Entering The Middle East venue in Cambridge, Massachusetts (USA) is about as good an experience as you can have from going out to intentionally damage your hearing. Like all the best clubs, it’s in a basement, so you can feel just slightly, secretly “in the know” from the first moment. Through the doors at the bottom of the firetrap staircase you arrive in the room at the top of another short flight, so you can see out across the lake of sweaty raised arms, before you wade in and immerse yourself.

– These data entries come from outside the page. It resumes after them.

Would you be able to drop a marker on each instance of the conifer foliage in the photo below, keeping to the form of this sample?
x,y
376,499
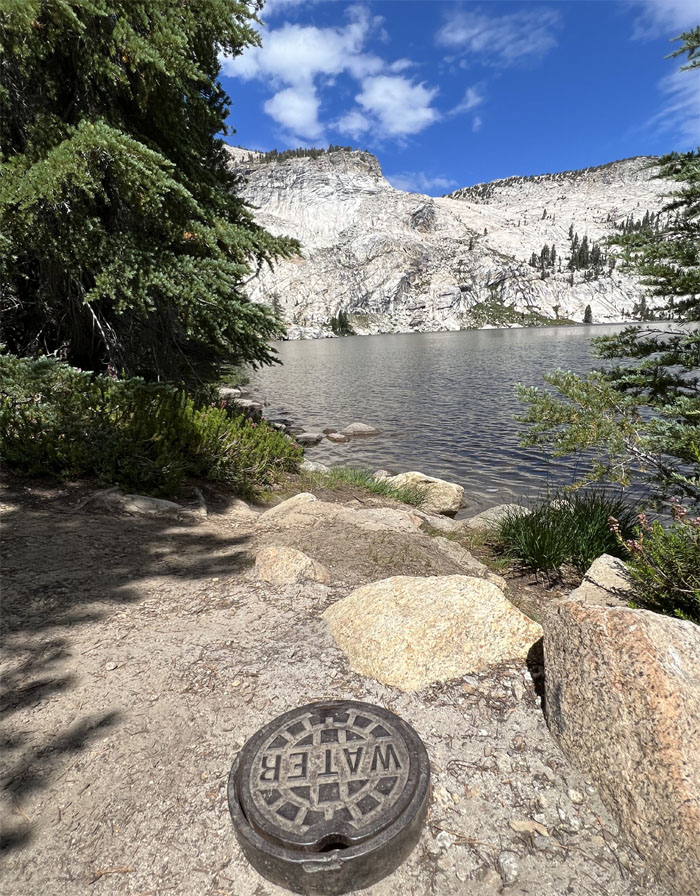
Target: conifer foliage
x,y
644,411
122,242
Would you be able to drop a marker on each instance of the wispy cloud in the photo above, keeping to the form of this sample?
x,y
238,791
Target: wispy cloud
x,y
420,182
399,107
679,115
663,18
471,99
500,40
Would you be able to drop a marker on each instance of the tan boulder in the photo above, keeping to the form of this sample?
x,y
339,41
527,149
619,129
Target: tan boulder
x,y
281,565
408,632
623,701
439,496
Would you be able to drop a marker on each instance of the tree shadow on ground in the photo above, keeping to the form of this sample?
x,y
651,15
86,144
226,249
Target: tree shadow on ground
x,y
65,568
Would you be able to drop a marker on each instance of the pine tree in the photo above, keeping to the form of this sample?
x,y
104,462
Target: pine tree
x,y
644,411
122,241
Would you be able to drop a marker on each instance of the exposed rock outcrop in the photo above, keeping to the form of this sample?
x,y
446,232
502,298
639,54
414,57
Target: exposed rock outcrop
x,y
623,700
399,262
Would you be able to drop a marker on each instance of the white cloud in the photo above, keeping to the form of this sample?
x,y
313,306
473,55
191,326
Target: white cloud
x,y
296,54
420,182
299,62
500,40
680,113
399,107
471,99
664,18
296,109
353,123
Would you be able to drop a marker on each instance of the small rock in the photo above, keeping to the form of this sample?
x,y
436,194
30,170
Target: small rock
x,y
360,429
508,867
309,438
313,466
528,827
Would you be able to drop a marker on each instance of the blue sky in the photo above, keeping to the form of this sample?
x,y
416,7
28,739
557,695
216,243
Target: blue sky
x,y
448,94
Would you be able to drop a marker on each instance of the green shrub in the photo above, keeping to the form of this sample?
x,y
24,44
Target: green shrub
x,y
145,436
572,528
664,566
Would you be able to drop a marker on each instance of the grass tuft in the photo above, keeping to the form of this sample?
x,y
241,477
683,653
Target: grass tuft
x,y
573,528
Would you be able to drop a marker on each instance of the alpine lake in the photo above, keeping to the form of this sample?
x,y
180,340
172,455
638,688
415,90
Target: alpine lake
x,y
444,402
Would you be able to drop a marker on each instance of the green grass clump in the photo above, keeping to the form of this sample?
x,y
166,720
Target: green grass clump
x,y
144,436
364,479
570,529
664,566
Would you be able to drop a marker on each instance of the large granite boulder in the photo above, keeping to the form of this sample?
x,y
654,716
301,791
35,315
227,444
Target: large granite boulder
x,y
409,632
281,565
439,496
623,701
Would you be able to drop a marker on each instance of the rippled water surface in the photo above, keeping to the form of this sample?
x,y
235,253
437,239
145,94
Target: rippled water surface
x,y
443,401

I spent so many great nights at The Middle East in the 15 years I lived in America. Nights where the hard concrete and steel-panelled ceiling created reverberations so strong I felt sick to my stomach, and nights where I saw local friends’ bands have their moment on the same stage their heroes could be playing the next weekend.

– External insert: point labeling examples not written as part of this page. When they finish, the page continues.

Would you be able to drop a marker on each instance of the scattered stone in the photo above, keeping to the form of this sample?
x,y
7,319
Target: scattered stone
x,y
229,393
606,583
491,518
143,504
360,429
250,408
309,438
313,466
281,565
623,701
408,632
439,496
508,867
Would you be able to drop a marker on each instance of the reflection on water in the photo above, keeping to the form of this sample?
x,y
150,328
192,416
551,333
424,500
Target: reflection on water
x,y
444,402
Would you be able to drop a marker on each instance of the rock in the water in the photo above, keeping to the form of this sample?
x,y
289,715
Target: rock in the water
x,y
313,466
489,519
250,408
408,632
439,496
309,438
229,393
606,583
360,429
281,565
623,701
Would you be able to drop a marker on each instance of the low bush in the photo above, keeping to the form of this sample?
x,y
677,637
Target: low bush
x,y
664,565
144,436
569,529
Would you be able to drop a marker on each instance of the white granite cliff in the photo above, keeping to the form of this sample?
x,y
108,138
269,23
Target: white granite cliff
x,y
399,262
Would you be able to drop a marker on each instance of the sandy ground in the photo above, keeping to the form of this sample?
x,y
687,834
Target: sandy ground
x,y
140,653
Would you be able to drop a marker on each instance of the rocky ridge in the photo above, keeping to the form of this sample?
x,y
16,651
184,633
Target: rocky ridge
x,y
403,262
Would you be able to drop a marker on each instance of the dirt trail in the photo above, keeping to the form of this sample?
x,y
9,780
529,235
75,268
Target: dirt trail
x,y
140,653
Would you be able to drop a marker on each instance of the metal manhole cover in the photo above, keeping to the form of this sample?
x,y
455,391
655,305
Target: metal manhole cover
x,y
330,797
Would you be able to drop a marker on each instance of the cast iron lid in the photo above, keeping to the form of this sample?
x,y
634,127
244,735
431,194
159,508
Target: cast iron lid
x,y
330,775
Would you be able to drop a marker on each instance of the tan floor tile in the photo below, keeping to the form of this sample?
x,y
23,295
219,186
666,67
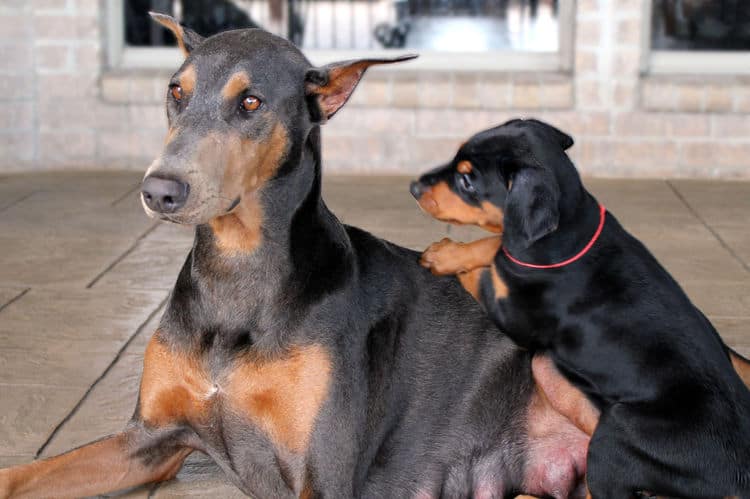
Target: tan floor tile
x,y
719,203
31,260
29,415
735,332
153,264
738,240
721,299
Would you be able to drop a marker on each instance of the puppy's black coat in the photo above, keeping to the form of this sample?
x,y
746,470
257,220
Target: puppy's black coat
x,y
675,415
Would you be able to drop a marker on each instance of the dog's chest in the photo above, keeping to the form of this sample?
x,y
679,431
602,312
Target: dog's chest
x,y
280,397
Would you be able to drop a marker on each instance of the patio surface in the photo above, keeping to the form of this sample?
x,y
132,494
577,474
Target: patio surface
x,y
79,297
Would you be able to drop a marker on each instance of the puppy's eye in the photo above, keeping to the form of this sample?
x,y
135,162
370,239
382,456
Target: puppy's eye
x,y
466,184
250,103
176,92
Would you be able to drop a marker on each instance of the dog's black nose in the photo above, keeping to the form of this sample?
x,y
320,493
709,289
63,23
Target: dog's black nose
x,y
164,195
416,189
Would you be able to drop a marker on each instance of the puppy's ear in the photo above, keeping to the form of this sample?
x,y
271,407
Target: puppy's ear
x,y
532,203
187,39
332,85
562,138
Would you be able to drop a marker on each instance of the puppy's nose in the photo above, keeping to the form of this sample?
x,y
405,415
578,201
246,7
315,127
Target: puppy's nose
x,y
416,189
164,195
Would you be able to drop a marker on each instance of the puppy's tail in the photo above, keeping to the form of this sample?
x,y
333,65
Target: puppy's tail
x,y
741,365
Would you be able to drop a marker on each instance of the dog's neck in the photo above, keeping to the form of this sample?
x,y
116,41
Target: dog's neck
x,y
578,223
304,253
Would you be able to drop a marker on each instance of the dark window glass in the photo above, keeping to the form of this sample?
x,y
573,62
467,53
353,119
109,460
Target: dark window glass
x,y
701,25
442,25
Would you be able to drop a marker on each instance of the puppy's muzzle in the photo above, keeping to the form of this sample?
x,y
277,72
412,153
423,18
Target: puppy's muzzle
x,y
164,195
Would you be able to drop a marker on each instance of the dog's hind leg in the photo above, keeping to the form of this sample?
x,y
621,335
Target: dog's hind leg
x,y
114,463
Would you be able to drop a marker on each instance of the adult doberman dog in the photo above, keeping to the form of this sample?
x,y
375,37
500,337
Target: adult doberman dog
x,y
307,358
569,281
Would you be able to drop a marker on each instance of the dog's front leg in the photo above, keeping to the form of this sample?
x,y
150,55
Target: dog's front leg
x,y
114,463
447,257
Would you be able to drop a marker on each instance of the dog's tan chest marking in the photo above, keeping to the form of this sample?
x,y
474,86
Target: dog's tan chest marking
x,y
282,396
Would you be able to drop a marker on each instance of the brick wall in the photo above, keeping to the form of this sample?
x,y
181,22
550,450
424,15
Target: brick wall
x,y
61,109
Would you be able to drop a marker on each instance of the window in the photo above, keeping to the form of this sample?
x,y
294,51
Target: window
x,y
698,36
507,34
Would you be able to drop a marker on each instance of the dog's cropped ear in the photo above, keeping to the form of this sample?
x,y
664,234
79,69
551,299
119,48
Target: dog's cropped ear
x,y
333,84
187,39
562,138
532,203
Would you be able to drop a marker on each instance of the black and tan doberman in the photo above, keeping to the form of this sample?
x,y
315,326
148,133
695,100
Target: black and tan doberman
x,y
307,358
566,280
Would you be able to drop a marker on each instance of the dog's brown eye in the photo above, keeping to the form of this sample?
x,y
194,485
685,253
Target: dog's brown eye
x,y
176,92
250,103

Of all these sometimes hallowed, sometimes moving gigs, the very best was seeing Art Brut play there on 3rd April 2006.
To be clear, Art Brut are, IMHO, a clever, funny, frenziedly-energetic band I still enjoy listening to a decade after this peak – but they are not my favourite band. That doesn’t mean they couldn’t provide one of the best gig experiences I’ve ever had though.
In a long set of high-energy party songs, singer Eddie Argos [NB: possibly the most hilarious “rock and roll” stage name I’ve ever heard] led his audience around the typically absurd topics in which Art Brut are interested. Things like the purported fears Argos felt for his little brother’s safety, now he had discovered the gateway drug of “the rock and roll b-side” (“stay off the crack!”, we would sing in unison with him). Things like the joyous announcement that he had a new girlfriend whom he had been lucky enough to see naked “twice!” The trivial and downright silly made something we all, smiling, cared about with him.
Best of all though was ‘Modern Art’, a song where he tells us that he completely loses it whenever he is confronted with oil paintings in a gallery. His over-the-top story culminated in him chanting furiously, with us, that “modern art / makes me / want to rock out!”, circling and rising with each repeat. He stepped out, off the stage to join us in the crowd as he sang, still building in intensity. Further and further from the stage, he let his wired mic fall to the ground, his fist banging the air above him, as we all screamed along. Eventually, at the back of the room, he climbed up on the bar and mouthed the words, his voice swallowed by our shouting moment together. A magically intrepid move, and so in control of his audience, but…
Well, he wasn’t in control of venue security, was he?
Eddie was so good at joining up the space between band and crowd, and so good at making us feel like we were all part of the performance, that it didn’t seem to occur to him that it might be the other way around: we weren’t rock stars, like him, he was just some geezer, like us.
And if I had got on the bar and started screaming at the crowd around me (even if what I was screaming was innocently funny), the bouncers would have me lying in a gutter outside about 30 seconds later.
Argos was almost as unlucky. Security grabbed him by the trench coat and yanked him downwards, headed for the door. The crowd around him tried to explain, en masse, but a good bouncer knows best, in the middle of a load of drunken fools.
For a few seconds, things looked bleak, and the band stopped.
But someone, somehow, managed to get the message through to the security guard – that he was our leader – and they released him, still disgruntled.
When Eddie (we were on a first name basis by this point, of course) got back up on stage, there was a moment of unity I’ve never seen replicated in any gig in my many (many) years of going to them: a cheer that made us all feel we had literally made the night possible. He had given us a truly great show, but then we had given him a great rock and roll story, saved the night from going completely off the rails, and stopped Eddie from being torn from the space he was such a master at controlling.